Some glass manufacturers have gone even further. They have suspended thin, low-E transparent films in between pieces of glass. This Low-E film has excellent performance characteristics. Some of these films can block 99.5 percent of UV light. It is a known fact that UV rays cause damage to carpets, furniture, wallpaper and window coverings. Some Low-E films boast an insulating value more than twice that of soft coat low-E glass. The heat films vastly increase the insulating properties of insulated glass. In fact, windows that contain the invisible heat films are among the most energy efficient you can buy.

The best heat films also do a great job of noise reduction. The films can absorb vibrations that try to travel through the glass. If you choose windows that contain these invisible heat films your utility costs are guaranteed to drop. The efficiency of the windows is simply that good. These invisible suspended films are on the cutting edge of window technology.

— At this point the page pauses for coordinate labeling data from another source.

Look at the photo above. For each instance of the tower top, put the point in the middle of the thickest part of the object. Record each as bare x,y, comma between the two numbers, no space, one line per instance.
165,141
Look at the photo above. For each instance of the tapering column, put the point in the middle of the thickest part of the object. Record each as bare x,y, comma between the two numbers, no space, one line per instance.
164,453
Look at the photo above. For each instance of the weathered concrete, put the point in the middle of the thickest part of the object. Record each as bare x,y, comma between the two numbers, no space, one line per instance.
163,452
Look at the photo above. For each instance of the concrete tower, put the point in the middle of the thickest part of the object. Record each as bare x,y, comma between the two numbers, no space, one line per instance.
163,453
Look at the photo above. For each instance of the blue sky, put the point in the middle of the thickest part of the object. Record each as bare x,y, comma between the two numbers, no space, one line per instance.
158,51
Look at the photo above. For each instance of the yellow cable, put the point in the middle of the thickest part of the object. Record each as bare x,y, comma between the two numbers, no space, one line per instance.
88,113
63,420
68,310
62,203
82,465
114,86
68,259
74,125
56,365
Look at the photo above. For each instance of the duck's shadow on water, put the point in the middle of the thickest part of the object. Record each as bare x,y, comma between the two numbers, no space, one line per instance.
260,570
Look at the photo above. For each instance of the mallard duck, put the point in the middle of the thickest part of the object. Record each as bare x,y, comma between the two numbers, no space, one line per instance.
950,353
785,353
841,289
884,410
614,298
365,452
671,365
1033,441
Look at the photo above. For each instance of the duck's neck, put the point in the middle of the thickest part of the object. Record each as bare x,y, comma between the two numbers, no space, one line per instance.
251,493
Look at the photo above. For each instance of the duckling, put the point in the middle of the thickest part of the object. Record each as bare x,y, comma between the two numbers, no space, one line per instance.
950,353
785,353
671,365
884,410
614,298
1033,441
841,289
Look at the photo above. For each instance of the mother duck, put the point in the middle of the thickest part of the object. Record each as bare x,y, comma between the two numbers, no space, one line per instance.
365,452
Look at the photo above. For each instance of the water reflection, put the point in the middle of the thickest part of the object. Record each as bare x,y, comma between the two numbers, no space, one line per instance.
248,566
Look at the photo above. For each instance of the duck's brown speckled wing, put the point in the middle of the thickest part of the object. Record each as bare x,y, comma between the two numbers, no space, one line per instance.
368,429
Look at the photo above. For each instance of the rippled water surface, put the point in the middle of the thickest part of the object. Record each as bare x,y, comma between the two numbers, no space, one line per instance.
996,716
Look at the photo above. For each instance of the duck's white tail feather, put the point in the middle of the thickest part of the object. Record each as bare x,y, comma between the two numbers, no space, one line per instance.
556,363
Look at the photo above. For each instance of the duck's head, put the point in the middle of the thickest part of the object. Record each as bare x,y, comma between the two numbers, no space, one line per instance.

Heat produced by the sun can travel through glass. If you air condition your home, this extra, unwanted heat has a negative effect on your bank balance. Manufacturers and different window associations test windows for this summer heat gain. The results of the test produce a number called the Solar Heat Gain Coefficient (SHGC). Low SHGC numbers mean the window glass blocks lots of the solar energy that is trying to enter your house during hot summer days. Look for stickers on the windows and compare these SHGC numbers when you comparison shop.